Under the loan package,
euro-area governments pledged to make 440 billion euros available, with
60 billion euros more from the EU’s budget and as much as 250 billion
euros from the International Monetary Fund, said Spanish Economy
Minister Elena Salgado.
“We are placing considerable sums in the
interests of stability in Europe,” Salgado told reporters after
chairing the meeting.
In my last
comment, I said European leaders will do whatever it takes to shore
up the financial system and avoid debt deflation. With this move,
they're sending a strong signal that they will do whatever it takes to
support the EMU, and curb any speculative attacks on the euro and
European sovereign debt.
Following the announcement, the Euro,
stocks and Greek bonds are surging and default
swaps are plummeting. In my opinion, European leaders didn't have a
choice. Heavy speculative attacks were threatening
their bank funding system, and had they done nothing, a run on
banks was inevitable.
As for Greece, the WSJ reports that the IMF
approved its rescue package, and urged against debt default.
Finally, the FT reports that Barroso
fires salvo at markets:
José Manuel
Barroso, European Commission president, yesterday said he would propose
placing credit rating agencies under the direct supervision of a
European securities markets authority, writes Tony Barber in
Brussels .
Speaking to the European parliament, Mr Barroso
said: "Financial market players are still in business because
regulatory authorities and democratic institutions - ultimately, the
taxpayers - stabilised the markets in the financial crisis.
"We
acted swiftly then, and precisely for that reason, we will also act
swiftly if further regulation is required."
Mr Barroso's reference
to democratic institutions under siege underlined the extreme
seriousness with which European Union policymakers have begun to view
the accumulating risks to the eurozone's stability.
The 16-nation area's public debt is expected
to rise to 88.5 per cent of gross domestic product next year, a record
in the euro's 11-year history, the Commission estimated.
Mr
Barroso reserved his strongest language for credit rating agencies.

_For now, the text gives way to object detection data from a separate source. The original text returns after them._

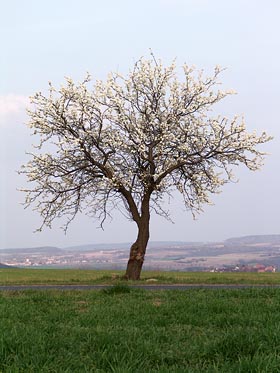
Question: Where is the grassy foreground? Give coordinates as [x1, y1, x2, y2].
[0, 285, 280, 373]
[0, 269, 280, 285]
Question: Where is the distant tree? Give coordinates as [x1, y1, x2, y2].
[22, 56, 271, 280]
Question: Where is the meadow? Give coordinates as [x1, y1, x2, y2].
[0, 268, 280, 285]
[0, 269, 280, 373]
[0, 285, 280, 373]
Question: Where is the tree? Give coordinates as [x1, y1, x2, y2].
[22, 57, 270, 280]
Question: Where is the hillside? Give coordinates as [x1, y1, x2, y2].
[0, 235, 280, 271]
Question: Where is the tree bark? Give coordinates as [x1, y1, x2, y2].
[124, 196, 150, 280]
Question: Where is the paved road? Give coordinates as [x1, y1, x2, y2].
[0, 284, 280, 291]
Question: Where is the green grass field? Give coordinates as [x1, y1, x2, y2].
[0, 269, 280, 285]
[0, 269, 280, 373]
[0, 285, 280, 373]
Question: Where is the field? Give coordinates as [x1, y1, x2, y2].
[0, 285, 280, 373]
[0, 269, 280, 285]
[0, 269, 280, 373]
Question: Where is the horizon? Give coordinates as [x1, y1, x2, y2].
[0, 0, 280, 248]
[0, 233, 280, 250]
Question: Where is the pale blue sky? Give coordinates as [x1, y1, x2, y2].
[0, 0, 280, 248]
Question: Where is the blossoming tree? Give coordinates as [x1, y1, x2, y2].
[22, 58, 270, 280]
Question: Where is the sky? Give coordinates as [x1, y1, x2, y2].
[0, 0, 280, 248]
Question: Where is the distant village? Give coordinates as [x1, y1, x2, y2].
[209, 264, 276, 273]
[0, 235, 280, 273]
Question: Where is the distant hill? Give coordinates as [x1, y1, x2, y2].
[0, 263, 12, 268]
[64, 241, 203, 251]
[224, 234, 280, 246]
[0, 246, 65, 255]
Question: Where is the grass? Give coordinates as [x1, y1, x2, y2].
[0, 269, 280, 285]
[0, 285, 280, 373]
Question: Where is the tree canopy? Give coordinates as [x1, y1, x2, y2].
[22, 58, 271, 279]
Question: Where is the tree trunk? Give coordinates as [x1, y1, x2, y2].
[124, 198, 150, 280]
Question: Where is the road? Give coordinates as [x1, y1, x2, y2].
[0, 284, 280, 291]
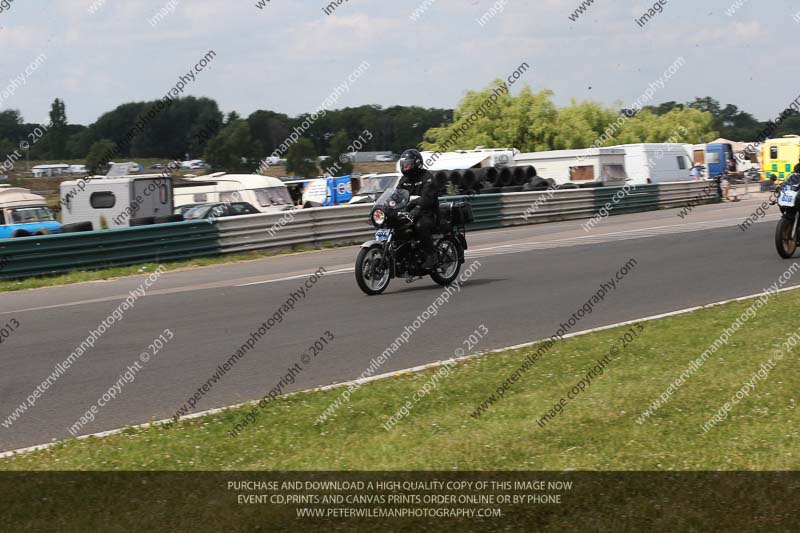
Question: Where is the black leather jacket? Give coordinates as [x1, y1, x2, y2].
[398, 171, 439, 219]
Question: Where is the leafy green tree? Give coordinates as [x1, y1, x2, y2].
[422, 80, 558, 152]
[553, 100, 620, 150]
[86, 139, 116, 174]
[320, 131, 353, 176]
[47, 98, 68, 159]
[286, 139, 318, 178]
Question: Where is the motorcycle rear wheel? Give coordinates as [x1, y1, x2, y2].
[775, 218, 797, 259]
[356, 244, 392, 296]
[431, 238, 462, 287]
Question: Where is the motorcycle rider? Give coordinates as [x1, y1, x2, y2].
[398, 149, 439, 270]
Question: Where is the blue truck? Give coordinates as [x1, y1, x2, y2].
[0, 185, 61, 239]
[692, 143, 736, 178]
[284, 176, 359, 207]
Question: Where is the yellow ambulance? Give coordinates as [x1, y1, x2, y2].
[761, 135, 800, 181]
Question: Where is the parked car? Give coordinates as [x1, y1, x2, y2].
[348, 172, 402, 204]
[183, 202, 260, 220]
[0, 185, 61, 239]
[172, 204, 203, 215]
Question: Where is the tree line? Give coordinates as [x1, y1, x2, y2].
[0, 89, 800, 175]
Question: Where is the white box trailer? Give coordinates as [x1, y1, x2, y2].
[175, 172, 294, 213]
[613, 143, 694, 185]
[60, 174, 173, 229]
[514, 148, 628, 186]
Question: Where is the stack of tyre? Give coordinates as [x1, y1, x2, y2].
[434, 165, 556, 194]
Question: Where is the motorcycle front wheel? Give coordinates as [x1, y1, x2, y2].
[775, 218, 797, 259]
[431, 238, 461, 287]
[356, 244, 392, 296]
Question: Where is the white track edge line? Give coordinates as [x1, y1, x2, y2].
[0, 285, 800, 459]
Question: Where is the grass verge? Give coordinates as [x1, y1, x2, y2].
[0, 291, 800, 471]
[0, 244, 352, 293]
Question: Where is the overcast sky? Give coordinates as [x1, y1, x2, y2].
[0, 0, 800, 124]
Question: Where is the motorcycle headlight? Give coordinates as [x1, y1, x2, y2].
[372, 209, 386, 226]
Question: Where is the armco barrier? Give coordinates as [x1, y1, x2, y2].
[217, 182, 719, 253]
[0, 221, 220, 279]
[502, 181, 719, 226]
[0, 182, 719, 279]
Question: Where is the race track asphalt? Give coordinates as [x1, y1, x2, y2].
[0, 193, 788, 451]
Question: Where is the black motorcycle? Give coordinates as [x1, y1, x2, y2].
[356, 188, 473, 296]
[774, 174, 800, 259]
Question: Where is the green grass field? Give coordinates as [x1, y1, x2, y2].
[0, 291, 800, 471]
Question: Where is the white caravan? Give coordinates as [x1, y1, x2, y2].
[60, 174, 173, 229]
[418, 146, 519, 172]
[613, 143, 693, 185]
[175, 176, 294, 213]
[514, 148, 628, 186]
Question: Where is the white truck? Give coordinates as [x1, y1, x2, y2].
[174, 176, 294, 213]
[60, 174, 173, 229]
[514, 148, 628, 186]
[612, 143, 693, 185]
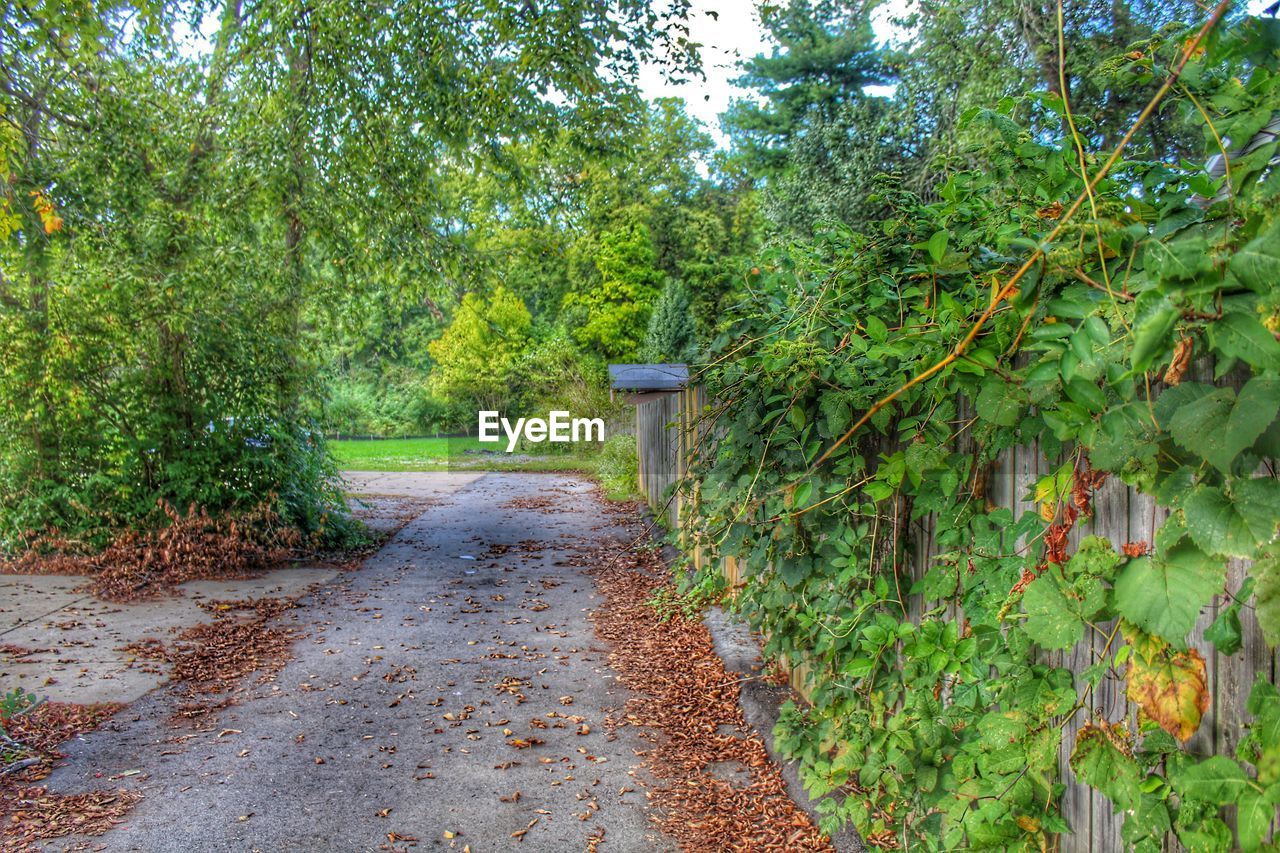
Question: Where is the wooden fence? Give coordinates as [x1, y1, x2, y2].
[636, 388, 1280, 853]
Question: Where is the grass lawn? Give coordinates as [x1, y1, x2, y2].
[329, 438, 599, 471]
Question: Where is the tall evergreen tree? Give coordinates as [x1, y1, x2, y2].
[640, 279, 699, 364]
[723, 0, 887, 177]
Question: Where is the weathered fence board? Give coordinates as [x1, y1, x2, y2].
[636, 388, 1280, 853]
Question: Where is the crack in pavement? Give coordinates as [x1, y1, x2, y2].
[41, 474, 676, 853]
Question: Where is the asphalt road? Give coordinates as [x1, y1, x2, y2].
[49, 474, 673, 853]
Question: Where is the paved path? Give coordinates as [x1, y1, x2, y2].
[49, 474, 673, 853]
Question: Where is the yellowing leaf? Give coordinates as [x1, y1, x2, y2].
[1125, 631, 1210, 740]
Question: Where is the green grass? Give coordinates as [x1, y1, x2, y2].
[329, 438, 599, 474]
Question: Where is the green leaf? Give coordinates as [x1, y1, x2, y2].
[1066, 377, 1107, 414]
[1157, 378, 1280, 473]
[1147, 237, 1213, 280]
[1129, 291, 1180, 373]
[1204, 594, 1252, 654]
[1115, 546, 1226, 647]
[1208, 310, 1280, 370]
[1235, 783, 1280, 853]
[924, 229, 951, 264]
[1183, 478, 1280, 557]
[1023, 566, 1084, 648]
[1229, 216, 1280, 293]
[974, 377, 1027, 427]
[1071, 722, 1142, 809]
[863, 314, 888, 343]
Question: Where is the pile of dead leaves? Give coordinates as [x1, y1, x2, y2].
[125, 598, 300, 717]
[4, 702, 124, 781]
[0, 502, 301, 602]
[0, 788, 142, 853]
[0, 702, 133, 853]
[593, 547, 831, 853]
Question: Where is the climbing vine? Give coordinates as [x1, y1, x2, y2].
[686, 19, 1280, 850]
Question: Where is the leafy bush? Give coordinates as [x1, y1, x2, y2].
[595, 433, 639, 501]
[689, 19, 1280, 850]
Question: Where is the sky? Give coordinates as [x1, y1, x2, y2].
[640, 0, 910, 145]
[640, 0, 1274, 146]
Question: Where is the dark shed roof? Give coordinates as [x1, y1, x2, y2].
[609, 364, 689, 392]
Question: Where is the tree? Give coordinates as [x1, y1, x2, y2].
[724, 0, 887, 177]
[640, 279, 699, 364]
[428, 287, 532, 410]
[0, 0, 696, 548]
[564, 209, 662, 360]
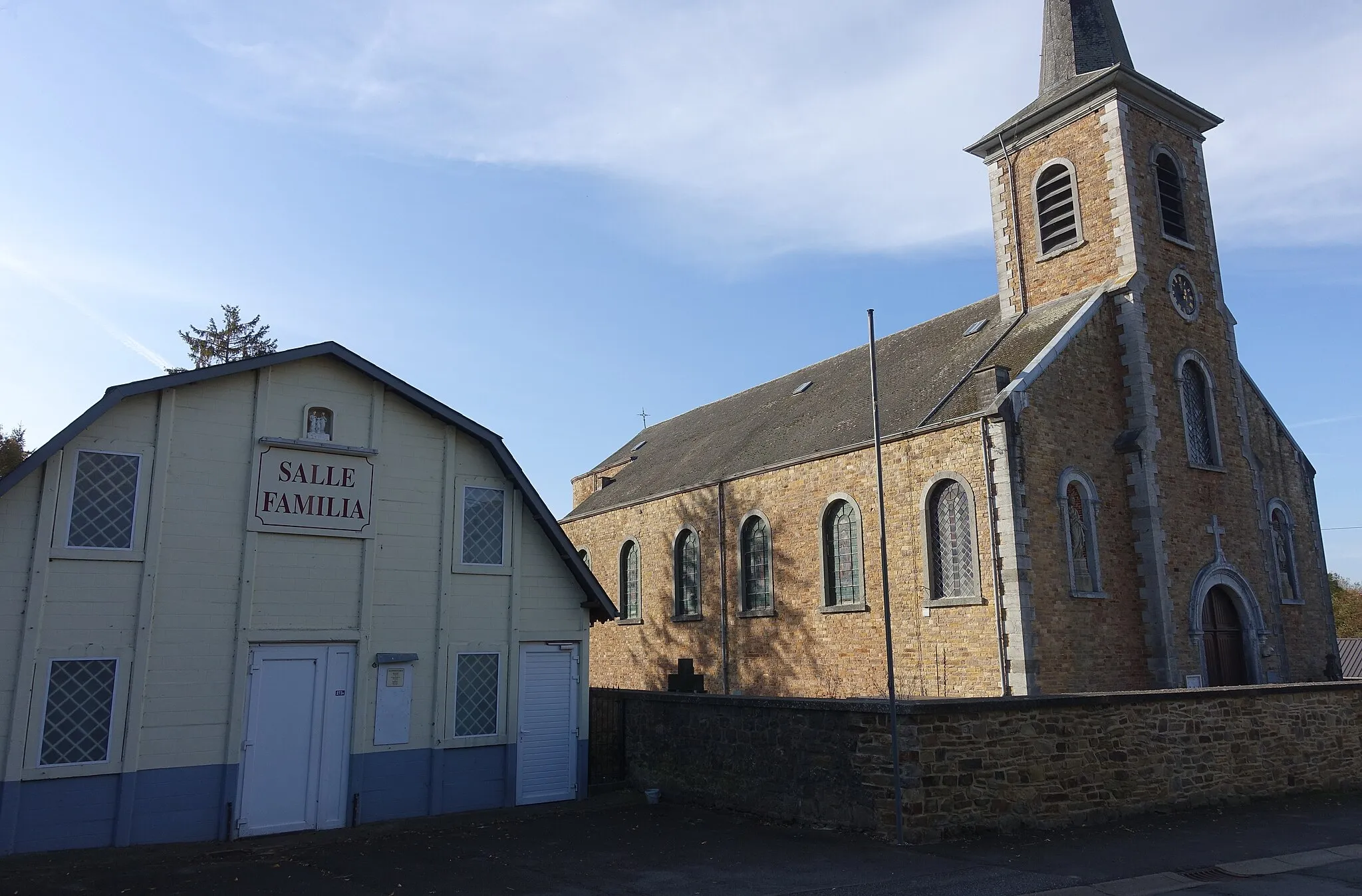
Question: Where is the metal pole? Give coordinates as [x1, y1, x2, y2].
[865, 308, 903, 845]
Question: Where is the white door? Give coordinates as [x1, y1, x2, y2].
[237, 644, 354, 836]
[515, 644, 579, 805]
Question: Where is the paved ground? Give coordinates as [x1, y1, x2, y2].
[0, 794, 1362, 896]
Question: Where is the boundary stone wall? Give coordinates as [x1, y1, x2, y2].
[605, 682, 1362, 840]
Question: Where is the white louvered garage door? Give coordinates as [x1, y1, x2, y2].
[516, 644, 577, 805]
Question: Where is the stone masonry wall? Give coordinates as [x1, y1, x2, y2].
[564, 421, 1001, 697]
[617, 683, 1362, 840]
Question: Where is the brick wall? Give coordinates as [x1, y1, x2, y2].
[607, 683, 1362, 840]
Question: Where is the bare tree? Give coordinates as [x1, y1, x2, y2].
[0, 426, 29, 477]
[166, 305, 279, 373]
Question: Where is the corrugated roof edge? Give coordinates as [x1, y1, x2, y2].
[0, 342, 620, 622]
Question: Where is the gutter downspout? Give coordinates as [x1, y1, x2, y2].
[980, 417, 1012, 697]
[998, 132, 1031, 314]
[719, 479, 729, 693]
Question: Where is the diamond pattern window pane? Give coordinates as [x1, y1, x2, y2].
[463, 486, 507, 566]
[1065, 482, 1097, 594]
[823, 501, 861, 606]
[676, 528, 700, 616]
[38, 659, 118, 765]
[620, 542, 643, 619]
[1182, 362, 1219, 466]
[930, 481, 978, 600]
[742, 516, 771, 610]
[454, 653, 501, 736]
[67, 451, 142, 549]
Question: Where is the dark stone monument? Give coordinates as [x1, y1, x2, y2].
[668, 659, 704, 693]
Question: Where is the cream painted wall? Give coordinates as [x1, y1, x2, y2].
[0, 357, 589, 775]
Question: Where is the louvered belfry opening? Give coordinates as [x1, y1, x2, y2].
[1154, 152, 1188, 243]
[1035, 162, 1079, 255]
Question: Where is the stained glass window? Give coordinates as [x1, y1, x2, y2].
[1182, 361, 1220, 467]
[620, 542, 643, 619]
[742, 516, 771, 610]
[673, 528, 700, 616]
[823, 501, 863, 606]
[928, 479, 978, 600]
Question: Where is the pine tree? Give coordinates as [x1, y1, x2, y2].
[0, 426, 29, 477]
[174, 305, 279, 373]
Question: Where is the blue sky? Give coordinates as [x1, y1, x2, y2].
[0, 0, 1362, 578]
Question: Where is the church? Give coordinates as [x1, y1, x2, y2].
[563, 0, 1337, 697]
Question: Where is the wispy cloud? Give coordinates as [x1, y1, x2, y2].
[174, 0, 1362, 259]
[1292, 414, 1362, 429]
[0, 247, 170, 372]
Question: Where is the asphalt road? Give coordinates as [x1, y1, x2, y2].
[0, 794, 1362, 896]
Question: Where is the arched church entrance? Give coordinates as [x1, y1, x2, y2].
[1201, 586, 1249, 688]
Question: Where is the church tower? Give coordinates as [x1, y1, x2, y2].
[968, 0, 1220, 318]
[968, 0, 1313, 688]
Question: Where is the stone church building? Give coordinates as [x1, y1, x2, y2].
[563, 0, 1336, 697]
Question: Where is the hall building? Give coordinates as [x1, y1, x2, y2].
[563, 0, 1337, 697]
[0, 343, 614, 853]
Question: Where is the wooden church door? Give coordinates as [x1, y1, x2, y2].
[1201, 587, 1249, 688]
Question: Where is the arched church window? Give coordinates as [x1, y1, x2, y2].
[740, 513, 772, 613]
[1035, 160, 1083, 256]
[1272, 503, 1301, 604]
[928, 479, 980, 600]
[672, 528, 700, 617]
[1154, 150, 1188, 243]
[1178, 358, 1220, 467]
[823, 499, 865, 606]
[1059, 470, 1102, 595]
[620, 540, 643, 619]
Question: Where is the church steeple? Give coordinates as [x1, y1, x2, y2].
[1041, 0, 1135, 96]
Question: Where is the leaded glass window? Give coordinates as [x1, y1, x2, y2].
[67, 451, 142, 550]
[673, 528, 700, 616]
[1272, 508, 1301, 600]
[620, 542, 643, 619]
[1182, 361, 1220, 467]
[823, 501, 863, 606]
[1154, 152, 1188, 243]
[38, 659, 118, 765]
[1063, 482, 1098, 594]
[463, 485, 507, 566]
[454, 653, 501, 736]
[928, 479, 980, 600]
[741, 516, 771, 610]
[1035, 162, 1079, 255]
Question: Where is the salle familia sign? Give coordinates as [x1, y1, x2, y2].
[247, 445, 373, 538]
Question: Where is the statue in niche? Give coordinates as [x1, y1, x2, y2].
[304, 407, 331, 441]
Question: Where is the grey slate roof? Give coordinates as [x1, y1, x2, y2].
[565, 290, 1092, 520]
[0, 342, 618, 622]
[1339, 637, 1362, 678]
[1041, 0, 1135, 96]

*François Fillon, French premier, last night said speculators would
fail in any assault on the euro, writes Peggy Hollinger in Paris
.
In a televised interview on TF1, the prime minister
acknowledged that both Greece and the euro had been suffering from a
speculative attack "for several weeks, which has in recent days
intensified". But he said the attack would fail because "the eurozone
is solid. Contrary to popular thinking, the eurozone is less indebted
than any of the big global zones".
Listen
carefully to President Barroso below. The message to speculators is
clear: you no longer have free reign to mount destructive
speculative attacks on European sovereign debt or the Euro.
Even
though it's late, Europe's show of force is resolute and decisive. In my
opinion, this will have a profound impact on markets, helping shore up
confidence and it will stem the slide to deflationary depression.
- advertisements -


Leo is like CNBC; he loves speculators only when they BUY BUY BUY.
Not exactly, but when I see them ganging up to destroy countries and currencies, I say to myself enough is enough.
Oh, come on. Do you think anyone really wants to destroy Europe?
Speculators can see that the European Monetary Union is unsustainable. A gut check is necessary to force Europe to take the sustainable path or disband the EMU entirely. I don't care which it is, but speculators forcing a showndown sooner rather than later can only be a good thing.
Leo, I've never been a huge critic of your rhetoric but "ganging up to destroy countries and currencies"? C'mon. The same people have been playing both sides of the trade.
All the ECB did last night was assure the destruction of Eurozone and likely cause a war in the process.
We will find out if the ECB can legislate various countries with competing interests and priorities. I say most assuredly that it cannot.
This type of sociapathic lunacy is a tragedy for all mankind.